Available Configurations

The tables below list both main and additional configurations that can be used. Additional configurations should be used with caution as they may not be suitable for certain datasets. It is reccomended to always choose one of the main configurations.

Configurations for tabular_regression/tabular_classification tasks

Name	Extension	Description
SuperLearner	–	Uses SuperLearner to build a stacking ensemble of base estimators. SuperLearner combines multiple individual estimators to make predictions with greater accuracy than any of the individual estimators alone. Additionaly, it learns to weigh the predictions of each individual model, optimizing the combination to maximize performance on the given task. SuperLearner is more suitable for smaller datasets, but the produced models tend to be relatively large.
OptunaLearner	–	Uses OptunaLearner. It builds a model and optimizes its hyperparameters using Optuna framework; HistGradientBoostingClassifier/HistGradientBoostingRegressor is used as a default model. Since OptunaLearner focuses on finetuning a single model, the produced model is not very large in size, but the optimization procedure can be very long.
PlainLearner	–	Uses PlainLearner. It builds a model using default hyperparameters; HistGradientBoostingClassifier/HistGradientBoostingRegressor is used as a default model. PlainLearner is very fast, thus it is a good choice for building initial baselines or automizing preprocessing steps.

Additional configurations

Name	Extension	Description
SuperLearner.mini	–	Uses SuperLearner with a config for small datasets.

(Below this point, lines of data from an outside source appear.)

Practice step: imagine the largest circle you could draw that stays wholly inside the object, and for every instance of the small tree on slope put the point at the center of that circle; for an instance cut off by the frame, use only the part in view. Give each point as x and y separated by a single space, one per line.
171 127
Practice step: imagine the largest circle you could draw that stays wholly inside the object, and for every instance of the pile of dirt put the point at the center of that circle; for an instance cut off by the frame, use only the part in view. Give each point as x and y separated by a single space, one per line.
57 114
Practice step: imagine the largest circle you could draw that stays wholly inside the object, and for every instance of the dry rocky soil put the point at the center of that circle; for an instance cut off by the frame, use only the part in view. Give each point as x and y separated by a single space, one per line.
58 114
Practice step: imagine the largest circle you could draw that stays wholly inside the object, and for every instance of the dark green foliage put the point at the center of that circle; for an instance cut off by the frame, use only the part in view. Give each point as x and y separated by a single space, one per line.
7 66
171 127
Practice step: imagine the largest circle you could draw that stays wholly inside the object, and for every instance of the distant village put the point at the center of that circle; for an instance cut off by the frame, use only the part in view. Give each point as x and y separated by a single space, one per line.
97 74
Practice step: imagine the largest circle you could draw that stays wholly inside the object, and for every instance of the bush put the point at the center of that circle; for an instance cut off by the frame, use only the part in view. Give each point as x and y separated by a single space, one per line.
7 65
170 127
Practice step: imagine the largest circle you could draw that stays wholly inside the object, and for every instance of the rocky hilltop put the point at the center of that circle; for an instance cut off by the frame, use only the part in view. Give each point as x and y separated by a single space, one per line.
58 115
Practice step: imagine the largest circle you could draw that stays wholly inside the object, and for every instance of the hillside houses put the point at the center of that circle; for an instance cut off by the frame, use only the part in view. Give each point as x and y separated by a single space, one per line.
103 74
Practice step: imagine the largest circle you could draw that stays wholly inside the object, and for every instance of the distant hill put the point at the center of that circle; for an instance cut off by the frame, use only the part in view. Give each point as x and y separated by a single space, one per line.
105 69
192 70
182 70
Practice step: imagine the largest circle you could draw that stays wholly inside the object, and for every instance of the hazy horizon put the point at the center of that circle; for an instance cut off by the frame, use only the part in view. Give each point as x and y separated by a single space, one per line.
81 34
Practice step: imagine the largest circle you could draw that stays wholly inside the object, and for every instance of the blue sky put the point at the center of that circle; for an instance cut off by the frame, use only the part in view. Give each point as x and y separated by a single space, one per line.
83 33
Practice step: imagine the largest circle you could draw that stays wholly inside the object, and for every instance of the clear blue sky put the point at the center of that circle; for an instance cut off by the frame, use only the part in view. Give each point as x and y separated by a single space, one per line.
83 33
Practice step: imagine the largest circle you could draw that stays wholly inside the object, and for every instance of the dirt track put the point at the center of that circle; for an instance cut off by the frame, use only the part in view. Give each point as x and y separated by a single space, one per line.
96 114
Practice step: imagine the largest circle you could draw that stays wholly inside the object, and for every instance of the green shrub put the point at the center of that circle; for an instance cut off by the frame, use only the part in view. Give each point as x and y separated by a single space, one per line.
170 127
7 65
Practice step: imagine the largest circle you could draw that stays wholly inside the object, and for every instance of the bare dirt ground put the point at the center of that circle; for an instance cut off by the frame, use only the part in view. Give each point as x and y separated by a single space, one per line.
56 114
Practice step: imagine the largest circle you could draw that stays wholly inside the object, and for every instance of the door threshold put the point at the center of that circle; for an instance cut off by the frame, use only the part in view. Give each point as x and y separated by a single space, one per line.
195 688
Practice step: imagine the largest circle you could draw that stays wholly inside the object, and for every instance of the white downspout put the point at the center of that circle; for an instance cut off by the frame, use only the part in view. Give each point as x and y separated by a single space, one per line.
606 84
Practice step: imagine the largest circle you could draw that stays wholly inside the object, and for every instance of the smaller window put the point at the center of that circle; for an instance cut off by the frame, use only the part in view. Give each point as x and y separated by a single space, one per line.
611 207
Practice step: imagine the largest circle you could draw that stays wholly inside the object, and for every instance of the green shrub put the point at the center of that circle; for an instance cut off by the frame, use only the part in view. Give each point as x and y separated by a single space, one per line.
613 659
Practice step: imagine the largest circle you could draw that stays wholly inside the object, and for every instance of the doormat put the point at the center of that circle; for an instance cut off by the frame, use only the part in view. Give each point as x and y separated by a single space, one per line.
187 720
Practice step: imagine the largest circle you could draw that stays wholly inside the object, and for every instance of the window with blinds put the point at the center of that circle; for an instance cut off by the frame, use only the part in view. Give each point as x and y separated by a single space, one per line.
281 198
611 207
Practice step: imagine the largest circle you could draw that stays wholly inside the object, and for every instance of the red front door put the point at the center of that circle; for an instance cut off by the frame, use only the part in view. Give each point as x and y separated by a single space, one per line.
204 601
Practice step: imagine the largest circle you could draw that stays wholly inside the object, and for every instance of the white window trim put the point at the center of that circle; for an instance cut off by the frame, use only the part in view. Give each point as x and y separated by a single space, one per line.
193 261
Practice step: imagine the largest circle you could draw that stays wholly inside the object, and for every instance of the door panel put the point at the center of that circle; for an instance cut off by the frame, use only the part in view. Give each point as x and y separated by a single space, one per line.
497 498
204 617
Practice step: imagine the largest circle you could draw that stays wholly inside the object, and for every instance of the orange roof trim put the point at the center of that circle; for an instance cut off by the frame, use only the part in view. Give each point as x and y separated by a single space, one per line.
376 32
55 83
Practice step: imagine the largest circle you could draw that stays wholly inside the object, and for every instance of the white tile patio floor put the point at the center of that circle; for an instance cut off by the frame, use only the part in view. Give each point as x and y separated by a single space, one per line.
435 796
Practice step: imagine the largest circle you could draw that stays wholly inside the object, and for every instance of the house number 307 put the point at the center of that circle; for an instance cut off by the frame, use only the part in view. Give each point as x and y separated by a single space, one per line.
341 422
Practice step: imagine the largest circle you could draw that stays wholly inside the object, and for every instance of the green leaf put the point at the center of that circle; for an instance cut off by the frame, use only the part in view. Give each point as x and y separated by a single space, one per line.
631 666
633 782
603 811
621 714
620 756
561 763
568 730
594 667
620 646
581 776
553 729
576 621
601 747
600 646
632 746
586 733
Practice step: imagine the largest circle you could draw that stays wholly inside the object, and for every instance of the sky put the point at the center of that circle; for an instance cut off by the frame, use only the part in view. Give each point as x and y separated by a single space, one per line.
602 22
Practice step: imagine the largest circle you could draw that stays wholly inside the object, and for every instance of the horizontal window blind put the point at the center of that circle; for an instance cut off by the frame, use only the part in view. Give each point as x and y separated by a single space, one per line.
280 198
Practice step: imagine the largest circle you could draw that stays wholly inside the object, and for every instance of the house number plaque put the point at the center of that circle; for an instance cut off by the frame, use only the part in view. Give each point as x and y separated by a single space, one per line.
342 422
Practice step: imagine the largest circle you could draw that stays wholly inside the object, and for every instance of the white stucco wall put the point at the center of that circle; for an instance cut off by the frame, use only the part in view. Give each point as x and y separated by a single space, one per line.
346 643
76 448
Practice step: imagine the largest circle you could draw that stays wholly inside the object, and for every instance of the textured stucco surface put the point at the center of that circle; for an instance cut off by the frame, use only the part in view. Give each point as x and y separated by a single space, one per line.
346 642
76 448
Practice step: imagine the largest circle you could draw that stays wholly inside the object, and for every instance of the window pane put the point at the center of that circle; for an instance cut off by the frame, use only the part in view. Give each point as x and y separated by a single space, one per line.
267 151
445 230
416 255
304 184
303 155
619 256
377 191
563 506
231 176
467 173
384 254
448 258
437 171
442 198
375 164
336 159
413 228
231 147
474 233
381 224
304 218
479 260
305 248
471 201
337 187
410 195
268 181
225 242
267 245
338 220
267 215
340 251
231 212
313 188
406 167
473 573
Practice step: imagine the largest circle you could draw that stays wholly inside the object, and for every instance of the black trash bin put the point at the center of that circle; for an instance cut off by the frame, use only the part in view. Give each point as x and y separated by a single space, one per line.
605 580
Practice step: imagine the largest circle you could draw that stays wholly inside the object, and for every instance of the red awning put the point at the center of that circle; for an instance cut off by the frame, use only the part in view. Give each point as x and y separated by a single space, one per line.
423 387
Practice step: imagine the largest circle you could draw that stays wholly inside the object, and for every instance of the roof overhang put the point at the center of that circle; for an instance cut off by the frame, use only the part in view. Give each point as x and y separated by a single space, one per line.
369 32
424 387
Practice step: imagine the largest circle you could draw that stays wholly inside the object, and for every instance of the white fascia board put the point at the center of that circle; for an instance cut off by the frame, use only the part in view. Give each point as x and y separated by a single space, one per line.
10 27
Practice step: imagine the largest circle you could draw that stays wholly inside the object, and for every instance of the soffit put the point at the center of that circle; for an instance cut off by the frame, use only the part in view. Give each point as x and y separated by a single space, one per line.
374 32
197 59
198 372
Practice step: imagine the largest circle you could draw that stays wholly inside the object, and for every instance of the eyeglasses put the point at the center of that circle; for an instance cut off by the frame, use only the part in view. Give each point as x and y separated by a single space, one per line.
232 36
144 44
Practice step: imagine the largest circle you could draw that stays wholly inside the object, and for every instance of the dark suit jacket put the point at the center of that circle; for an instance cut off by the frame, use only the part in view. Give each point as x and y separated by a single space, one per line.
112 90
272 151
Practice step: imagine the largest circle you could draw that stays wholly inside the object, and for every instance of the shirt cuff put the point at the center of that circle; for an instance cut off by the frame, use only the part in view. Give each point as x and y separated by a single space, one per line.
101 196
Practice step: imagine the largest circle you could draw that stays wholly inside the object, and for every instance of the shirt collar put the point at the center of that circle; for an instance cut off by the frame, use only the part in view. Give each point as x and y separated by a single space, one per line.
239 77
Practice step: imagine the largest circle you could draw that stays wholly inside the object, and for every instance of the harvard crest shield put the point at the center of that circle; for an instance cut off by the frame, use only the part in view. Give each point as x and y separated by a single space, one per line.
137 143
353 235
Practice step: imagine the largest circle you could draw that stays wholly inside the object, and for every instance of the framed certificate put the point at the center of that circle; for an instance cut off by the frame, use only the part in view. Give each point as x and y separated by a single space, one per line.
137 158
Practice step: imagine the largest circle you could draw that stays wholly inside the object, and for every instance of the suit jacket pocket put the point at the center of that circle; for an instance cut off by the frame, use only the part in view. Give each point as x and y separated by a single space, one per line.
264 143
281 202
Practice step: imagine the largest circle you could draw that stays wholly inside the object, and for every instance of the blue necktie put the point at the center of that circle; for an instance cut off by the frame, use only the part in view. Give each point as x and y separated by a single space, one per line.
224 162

The dataset is considered small when the number of cells after preprocessing [n_rows*n_columns] is < 80k.
SuperLearner.mid	–	Uses SuperLearner with a config for mid datasets. The dataset is considered small when the number of cells after preprocessing [n_rows*n_columns] is < 4kk.
SuperLearner.large	–	Uses SuperLearner with a config for large datasets. The dataset is considered small when the number of cells after preprocessing [n_rows*n_columns] is < 16kk.
SuperLearner.xlarge	–	Uses SuperLearner with a config for x-large datasets. The dataset is considered small when the number of cells after preprocessing [n_rows*n_columns] is >= 16kk.
OptunaLearner.hgbt	–	Uses OptunaLearner. It builds a HistGradientBoostingClassifier/HistGradientBoostingRegressor model with hyperparameters optimized by Optuna framework.
PlainLearner.hgbt	–	Uses PlainLearner. It builds a HistGradientBoostingClassifier/HistGradientBoostingRegressor model with default hyperparameters.